The uniform labeling system instituted by the FDCA and fortified by the NLEA benefits both manufacturers and consumers of food products. See 21 U.S.C. § 341; POM Wonderful LLC v. Coca–Cola Co., 134 S.Ct. 2228, 2234, 2238–40 (2014); 62 Cases of Jam v. United States, 340 U.S. 593, 596 (1951); Fed. Sec. Adm'r v. Quaker Oats Co., 318 U.S. 218, 230–31 & n. 7 (1943). Manufacturers can produce and market foods consistently and cost-effectively across the United States. Consumers gain a reliable and comprehensible means of ascertaining the nutritional content of the foods they buy, wherever they may live or travel in this country. Armed with such information, consumers can make well-informed decisions about the types and quantities of ingredients in their diets.


A system engineered to ensure national uniformity must exclude some local disuniformities.

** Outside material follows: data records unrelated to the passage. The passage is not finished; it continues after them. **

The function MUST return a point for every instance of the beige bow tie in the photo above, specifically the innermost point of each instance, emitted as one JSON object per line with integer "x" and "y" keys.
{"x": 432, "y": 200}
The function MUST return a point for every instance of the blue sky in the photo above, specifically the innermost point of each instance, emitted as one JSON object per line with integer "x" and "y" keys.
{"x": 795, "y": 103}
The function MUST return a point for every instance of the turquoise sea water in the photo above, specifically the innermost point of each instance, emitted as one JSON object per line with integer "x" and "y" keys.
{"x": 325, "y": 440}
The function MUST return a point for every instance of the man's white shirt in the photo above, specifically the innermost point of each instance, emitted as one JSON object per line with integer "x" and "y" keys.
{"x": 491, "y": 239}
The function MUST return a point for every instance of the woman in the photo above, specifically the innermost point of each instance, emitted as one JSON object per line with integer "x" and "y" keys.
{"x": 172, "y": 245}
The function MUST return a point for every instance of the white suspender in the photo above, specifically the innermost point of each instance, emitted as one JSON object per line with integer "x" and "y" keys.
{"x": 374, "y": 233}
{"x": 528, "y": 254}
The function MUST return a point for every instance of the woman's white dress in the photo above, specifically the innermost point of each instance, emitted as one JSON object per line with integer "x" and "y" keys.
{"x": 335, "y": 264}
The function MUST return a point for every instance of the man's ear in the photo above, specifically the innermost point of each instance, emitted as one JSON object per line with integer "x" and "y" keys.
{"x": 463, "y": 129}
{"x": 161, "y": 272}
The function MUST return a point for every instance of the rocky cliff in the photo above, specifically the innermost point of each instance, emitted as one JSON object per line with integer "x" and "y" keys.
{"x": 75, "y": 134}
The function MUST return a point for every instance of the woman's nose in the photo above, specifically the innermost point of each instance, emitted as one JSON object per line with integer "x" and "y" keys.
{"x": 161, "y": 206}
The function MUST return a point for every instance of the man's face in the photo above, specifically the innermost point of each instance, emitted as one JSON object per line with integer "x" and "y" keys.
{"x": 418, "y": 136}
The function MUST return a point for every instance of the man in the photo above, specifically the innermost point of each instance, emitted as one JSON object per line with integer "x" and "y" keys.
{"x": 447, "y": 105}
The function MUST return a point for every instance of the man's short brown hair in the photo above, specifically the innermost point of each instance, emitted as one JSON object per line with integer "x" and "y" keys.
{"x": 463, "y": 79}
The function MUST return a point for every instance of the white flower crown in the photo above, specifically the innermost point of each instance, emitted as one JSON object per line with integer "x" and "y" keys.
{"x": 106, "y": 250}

While the NLEA provides a nationwide framework for certain types of food labeling, it likewise prohibits states from disrupting that arrangement with nonidentical requirements. The Act struck a necessary balance between the two fonts of regulatory authority—between uniform federal labeling standards and potentially more stringent laws in individual states. As the FDA has explained, “Congress decided that even though Federal requirements may preempt more restrictive State requirements in certain instances, the net benefits from national uniformity in these aspects of the food label outweigh the loss in consumer protection that may occur as a result.” State Petitions Requesting Exemption from Federal Preemption, 58 Fed.Reg. 2462, 2462 (Jan. 6, 1993).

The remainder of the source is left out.